Fritz Escovão (Luís Carlos de Souza)- cuíca and vocals), Nereu Gargalo (Nereu São José)- pandeiro and vocals) e João Paraíba (João Carlos Fagundes Gomes) drums and vocals

with Amilson Godoi (piano), Olmir Stocker (guitar), Itiberê (bass), and Bira (percussion)

Arrangements and orchestration by Rogérgio Duprat, Sérgio Carvalho, João Carlos Pegoraro, Waldemiro Lemke

SIDE ONE
01. Desapareça, Vá, Desapareça
02. Nó na Garganta
03. Vem Cá, Meu Bem, Vem Cá
04. Recordar
05. Não Vá embora
06. Desculpe

SIDE TWO
07. Maior é Deus
08. Samba da Preguiça
09. Palomares
10. Swinga Sambaby
11. Tô Por Fora da Jogada
12. Gotas da Chuva na Minha Boca


Feeling hungry?
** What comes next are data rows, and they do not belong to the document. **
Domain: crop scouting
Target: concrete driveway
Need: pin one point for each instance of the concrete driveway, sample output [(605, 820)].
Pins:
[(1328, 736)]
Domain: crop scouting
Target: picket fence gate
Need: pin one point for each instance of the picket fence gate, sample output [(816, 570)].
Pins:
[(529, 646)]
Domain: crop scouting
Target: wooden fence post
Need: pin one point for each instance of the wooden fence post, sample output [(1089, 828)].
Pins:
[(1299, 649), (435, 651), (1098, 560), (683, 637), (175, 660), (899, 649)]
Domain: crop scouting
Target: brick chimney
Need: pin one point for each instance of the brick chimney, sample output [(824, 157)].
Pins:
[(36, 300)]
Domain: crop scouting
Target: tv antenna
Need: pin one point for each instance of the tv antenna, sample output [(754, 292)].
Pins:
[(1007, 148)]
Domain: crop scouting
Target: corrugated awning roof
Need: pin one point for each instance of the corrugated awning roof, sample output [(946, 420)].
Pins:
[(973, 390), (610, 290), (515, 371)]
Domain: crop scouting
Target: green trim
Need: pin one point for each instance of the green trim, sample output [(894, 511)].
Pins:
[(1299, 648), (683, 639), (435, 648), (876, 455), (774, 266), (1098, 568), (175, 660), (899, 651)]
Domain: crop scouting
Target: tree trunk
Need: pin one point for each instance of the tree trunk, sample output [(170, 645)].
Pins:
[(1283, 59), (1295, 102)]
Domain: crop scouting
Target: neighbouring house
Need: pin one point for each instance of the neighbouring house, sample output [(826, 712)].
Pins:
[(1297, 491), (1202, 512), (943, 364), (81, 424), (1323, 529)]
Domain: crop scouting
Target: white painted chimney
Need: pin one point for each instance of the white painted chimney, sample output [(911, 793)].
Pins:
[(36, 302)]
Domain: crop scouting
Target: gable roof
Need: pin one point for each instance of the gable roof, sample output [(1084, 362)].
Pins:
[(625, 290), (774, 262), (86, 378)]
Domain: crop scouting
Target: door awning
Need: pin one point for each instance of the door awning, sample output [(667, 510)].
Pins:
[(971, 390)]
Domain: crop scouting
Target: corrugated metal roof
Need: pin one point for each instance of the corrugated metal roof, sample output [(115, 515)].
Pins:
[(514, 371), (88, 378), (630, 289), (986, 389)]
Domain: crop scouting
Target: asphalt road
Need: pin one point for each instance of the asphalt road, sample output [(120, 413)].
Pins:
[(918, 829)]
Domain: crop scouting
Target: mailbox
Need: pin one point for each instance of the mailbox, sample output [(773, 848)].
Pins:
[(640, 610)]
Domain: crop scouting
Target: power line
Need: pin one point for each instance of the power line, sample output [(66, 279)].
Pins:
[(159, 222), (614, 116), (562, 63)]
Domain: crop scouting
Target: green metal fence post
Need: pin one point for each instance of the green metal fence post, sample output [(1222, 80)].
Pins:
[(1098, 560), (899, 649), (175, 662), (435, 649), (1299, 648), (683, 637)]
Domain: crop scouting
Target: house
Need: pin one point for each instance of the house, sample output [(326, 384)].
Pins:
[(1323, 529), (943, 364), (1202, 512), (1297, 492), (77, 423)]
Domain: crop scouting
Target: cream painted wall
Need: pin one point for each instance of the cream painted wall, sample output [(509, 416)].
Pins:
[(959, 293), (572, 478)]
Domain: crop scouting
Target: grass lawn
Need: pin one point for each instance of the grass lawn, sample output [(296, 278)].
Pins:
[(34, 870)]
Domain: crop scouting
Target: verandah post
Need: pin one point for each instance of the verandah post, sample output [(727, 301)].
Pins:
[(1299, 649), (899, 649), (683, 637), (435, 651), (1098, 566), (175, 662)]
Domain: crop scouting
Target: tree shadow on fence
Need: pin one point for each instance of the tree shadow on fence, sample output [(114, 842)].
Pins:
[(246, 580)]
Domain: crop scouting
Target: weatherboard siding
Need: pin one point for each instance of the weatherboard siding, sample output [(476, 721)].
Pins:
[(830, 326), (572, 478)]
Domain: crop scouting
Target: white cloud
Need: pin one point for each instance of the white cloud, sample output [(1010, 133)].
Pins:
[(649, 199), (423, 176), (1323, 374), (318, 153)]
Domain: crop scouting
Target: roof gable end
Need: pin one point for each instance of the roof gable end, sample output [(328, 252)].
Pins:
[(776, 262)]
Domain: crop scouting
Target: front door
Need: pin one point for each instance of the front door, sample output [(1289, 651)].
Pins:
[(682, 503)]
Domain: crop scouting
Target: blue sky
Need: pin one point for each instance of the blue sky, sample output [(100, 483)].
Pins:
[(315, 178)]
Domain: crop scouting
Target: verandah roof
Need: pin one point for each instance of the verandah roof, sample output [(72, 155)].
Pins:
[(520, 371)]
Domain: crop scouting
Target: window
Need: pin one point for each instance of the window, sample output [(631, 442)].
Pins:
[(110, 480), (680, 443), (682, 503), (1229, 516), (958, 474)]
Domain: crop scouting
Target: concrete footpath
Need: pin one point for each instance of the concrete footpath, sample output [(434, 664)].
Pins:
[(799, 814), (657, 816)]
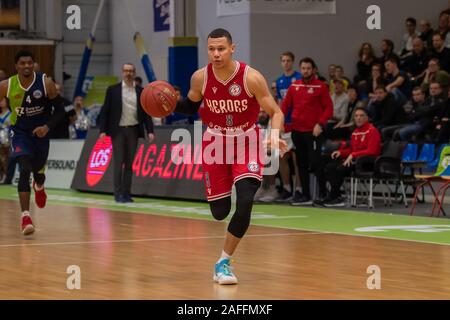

Help yourself to a steaming plate of mocotó. Trio Mocotó to be precise. These guys are more famous for being the percussion section underpinning some of Jorge Ben’s greatest records than they are for their own material. And it’s easy to understand that – as good as this album is, their original tunes are rather lackluster and their flat, boring vocals would have made them very popular with the hipster crowd in present-day Olinda or Recife. Which is my way of saying that their vocals are bloody awful and rather irritating (with the exception of Não Vá Embora and Palomares). Trio Mocotó excels at creating a groove, but without a musically-charismatic frontman like Jorge Ben to lead them, their stuff can feel a little uninspired. But this is still essential listening for anyone interested in the samba-soul, samba-rock scene of the mid-70s and has some wonderful moments. As you can see from the album credits, there were a TON of arrangers working on this album; Unfortunately their credits are not specified as to which songs were arranged by whom, but I am willing to guess that Rogério Duprat arranged “Nó na garganta” and possibly “Palomares.” The latter tune is easily the high point of the record — Once you make it through the chord changes of the first verse, you may say to yourself, “boy these guys really took a page from the Jorge Ben textbook of songwriting”, until you look at the album credits and see that it IS actually a Jorge Ben song. Kind of a throwaway tune, as he had songs to spare. He would end up recording it himself sometime in the 90s. Get this album just for this tune, if nothing else, and you will find the rest of the songs growing on you after a while. Other strong cuts here http://www.blogger.com/img/blank.gifinclude ‘Maior é Deus’ (NOT the Paulo César Pinheiro tune, by the way), the mellow sentimentality of ‘Recordar’, and Ben-like “Swinga Sambaby”, and the propulsive opener, ‘Desapareça’, which features nice Hammond B3 as well as an uncredited saxophone solo. It’s a very short solo, perhaps they just grabbed a sax player from the corridor of the recording studio and asked him to play a few bars and forgot to ask his name when they payed him.. If you are like me and find Burt Bacharach-Hal David songs to be cloying potential suicide-triggers, don’t even THINK about listening to the final song, the ridiculous closer “Raindrops Keep Falling On My Cuica.”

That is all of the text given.